Here’s a short excerpt from my book.
As a student at the University of Havana in the early 1950s, Clinton Adlum was a schoolmate of Fidel Castro. But unlike the tall, strapping, white Castro, Adlum was a smallish black man. That meant that Adlum, a Guantánamo native, lived in a world quite different from Castro’s.
Cuba was virulently racist. There was no Ku Klux Klan or lynchings, but Jim Crow-like practices were a fact. Blacks were banned from many public places and could not achieve professional success. Sports and entertainment were the only fields open to them, as was true in the United States. Black Cubans were disproportionately poor, often desperately so. Open animosity and suspicion greeted blacks whenever they found themselves in white Cuba.

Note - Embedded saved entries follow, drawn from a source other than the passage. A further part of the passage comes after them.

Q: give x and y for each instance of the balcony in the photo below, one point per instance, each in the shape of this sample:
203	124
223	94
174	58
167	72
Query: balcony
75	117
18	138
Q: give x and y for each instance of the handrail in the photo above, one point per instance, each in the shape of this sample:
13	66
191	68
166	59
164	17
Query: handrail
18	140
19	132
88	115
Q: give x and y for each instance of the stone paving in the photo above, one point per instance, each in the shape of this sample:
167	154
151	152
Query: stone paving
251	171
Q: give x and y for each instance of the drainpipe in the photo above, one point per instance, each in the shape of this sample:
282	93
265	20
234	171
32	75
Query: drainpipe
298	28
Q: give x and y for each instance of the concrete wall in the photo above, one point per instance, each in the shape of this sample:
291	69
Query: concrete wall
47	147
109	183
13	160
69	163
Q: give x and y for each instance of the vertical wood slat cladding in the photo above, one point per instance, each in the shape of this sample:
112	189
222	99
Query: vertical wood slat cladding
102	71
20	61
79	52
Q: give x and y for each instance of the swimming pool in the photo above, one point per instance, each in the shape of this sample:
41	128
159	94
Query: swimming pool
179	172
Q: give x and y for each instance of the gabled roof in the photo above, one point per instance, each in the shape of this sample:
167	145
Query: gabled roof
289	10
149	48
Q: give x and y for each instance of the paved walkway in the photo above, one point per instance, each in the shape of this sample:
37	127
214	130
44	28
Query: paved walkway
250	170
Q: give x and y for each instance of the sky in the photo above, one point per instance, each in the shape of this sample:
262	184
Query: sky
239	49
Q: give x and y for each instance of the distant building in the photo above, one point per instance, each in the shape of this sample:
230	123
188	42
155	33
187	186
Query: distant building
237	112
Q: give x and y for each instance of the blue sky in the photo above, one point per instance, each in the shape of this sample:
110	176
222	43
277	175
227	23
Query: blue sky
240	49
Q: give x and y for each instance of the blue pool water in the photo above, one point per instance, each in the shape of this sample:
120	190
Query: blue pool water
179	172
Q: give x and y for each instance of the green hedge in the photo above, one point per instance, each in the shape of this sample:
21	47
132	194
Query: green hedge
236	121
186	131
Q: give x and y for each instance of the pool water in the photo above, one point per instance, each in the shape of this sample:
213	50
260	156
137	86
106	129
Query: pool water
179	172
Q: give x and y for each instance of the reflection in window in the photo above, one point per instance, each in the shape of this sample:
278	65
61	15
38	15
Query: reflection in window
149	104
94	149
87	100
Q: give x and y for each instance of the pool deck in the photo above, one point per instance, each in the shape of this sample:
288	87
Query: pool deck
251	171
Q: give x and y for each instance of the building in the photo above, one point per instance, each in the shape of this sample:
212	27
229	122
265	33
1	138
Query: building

Upon graduation with a business degree, a rarity for a black man, Adlum went job-hunting in Havana. He was turned away everywhere he applied.
“I remember that the American companies, like Chase-Manhattan, were the most open in showing me the door without so much as an interview. There were no black people in white-collar jobs, and I would not be an exception,” Adlum said. “Even classmates who were sympathetic told me I was crazy to try finding a decent job.”
Eventually, he found work as assistant manager of the officers’ club at the US Naval Base in Guantánamo. “I kept track of inventory and made sure the service was good. I was really overqualified, but that was the best job I could find here in those years.”
But Adlum was able to parlay the job into much more than seeing to it that American officers were fed and served drinks. He, like many other young, educated Cubans, chafed under the rule of the Americans’ puppet, Batista. Adlum would not say if he took the job simply because it was all he could find or for the exceptional fringe benefits it offered.
In fact, through clandestine contacts, he was recruited to spy on Cuban government operations at the US base. Batista’s troops and planes were resupplied at Guantánamo, and Adlum secretly passed along the information to the guerrillas. It was valuable intelligence because it signaled government military operations. Adlum spied for several months but picked up signs that base counterintelligence agents were suspicious of the unassuming assistant manager. He then slipped away and went to the Sierra Maestra Mountains, where he fought during the last months of the war.